Zito se diz solitário na tarefa de resgate do legado de seus companheiros do passado. “Fico sozinho falando pro povo”, diz, num breve momento de desânimo. Durante quatro anos e sem qualquer auxílio do poder público, a venda de DVDs e raras doações custearam a construção da biblioteca. Realizado por Zito, o documentário A Liga que Ligou o Nordeste tem 26 minutos de duração e rendeu mais de 300 cópias vendidas. Um trabalho amador, feito com objetivo definido. “Com a renda, eu ia comprando o cimento e os tijolos”, conta, depois do dever cumprido com José Ayres.
O engenho da Galiléia foi o primeiro caso de reforma agrária do Brasil após a 2ª Guerra Mundial, em 1959. O engenho era de propriedade do latifundiário Oscar de Arruda Beltrão, que chegou a alugar as terras aos trabalhadores após a falência do empreendimento. A propriedade tem 503 hectares e abriga em torno de 300 famílias e 1,3 mil pessoas. A antiga propriedade foi dividida em lotes de 3 a 8 hectares. Atualmente, poucos descendentes dos militantes continuam vivendo no local. Muitos já venderam as terras
Segundo relatos orais, o nome do engenho é obra da família de Beltrão, que tinha como tradição visitar a região do Israel todos os anos. Viram semelhança entre a paisagem da Galiléia, atual Israel, quando compraram a terras e resolveram fazer uma homenagem ao local.

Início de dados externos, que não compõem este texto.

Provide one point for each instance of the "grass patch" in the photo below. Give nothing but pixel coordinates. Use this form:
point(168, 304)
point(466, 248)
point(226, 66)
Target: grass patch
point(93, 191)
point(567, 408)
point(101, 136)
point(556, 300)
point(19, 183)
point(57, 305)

Os camponeses conseguiram a posse das terras após um ato diante do Palácio do Campo das Princesas, em Recife, no final da década de 1950. Os trabalhadores pressionaram o governador Cid Sampaio, que assinou a desapropriação de Galiléia na sacada do palácio do governo. O protesto foi liderado pelo deputado Francisco Julião.
O nome Ligas Camponesas, ao designar o movimento dos trabalhadores da Sociedade Agrícola e Pecuária de Plantadores de Pernambuco (SAPPP), foi uma tentativa do governo local, na época, para associar os trabalhadores ao Partido Comunista Brasileiro (PCB), que, na década de 1940, manteve a Liga Camponesa da Iputinga, no Recife.
Apesar de ser confundido como um dos fundadores, o então deputado Francisco Julião não fundou as Ligas Camponesas em Vitória de Santo Antão. O fato foi reconhecido por ele em vida. O deputado foi advogado da SAPPP e se envolveu com o movimento.
Na gestão do então governador Miguel Arraes (PSB), na década de 1960, uma área foi escolhida para um procedimento de terraplenagem para a construção de uma vila. Na época, um boato noticiava que a ideia era construir um aeroporto para receber armas de Cuba.